The Kiernan mill at Granard, a small town in the north of County Longford in the centre of Ireland, was set up in 1978 by three local pig farmers. This was the time when the pig industry in Ireland was starting to establish itself on a real commercial level and the three farmers wanted access to a consistent source of quality feed to help grow their businesses. They were called Pat Hanly, Buddy Kiernan and Benny Maguire and hence the feed business was originally known from their initials as HKM Milling.
Patrick ‘Buddy’ Kiernan had been born in New York to Irish parents who, in the 1930s and 40s, ran several bars which had been Speakeasys during the time of Prohibition in America.
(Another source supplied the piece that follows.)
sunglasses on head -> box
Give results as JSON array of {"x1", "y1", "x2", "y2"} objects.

But it was during the Second World War, when soldiers had money and were willing to spend it, that the family really prospered. Things got harder at the end of the war and, in 1945, Buddy’s father Willie sensed it was time to move his family on. They returned to his native home town of Ballinamore, where they invested their savings in the local pub. It was the backyard here that the young Buddy began keeping pigs.
Over the years, Buddy experimented with different husbandry systems and facilities, all the while adding to his knowledge about what his animals required to thrive. And all the while, his herd expanded.
Fast forward thirty years, and what had begun as a few fatteners behind a pub had grown into several-thousand-sow pig operation. “He was,” says Sean McGlynn (six years with Kiernan Milling, now the company’s commercial and technical manager and also host for my visit) “a real go-getter.” So it is unsurprising to learn that just 10 years after the mill had been established, Buddy as the largest of the three owners in terms of pigs produced, was able to buy out his two partners.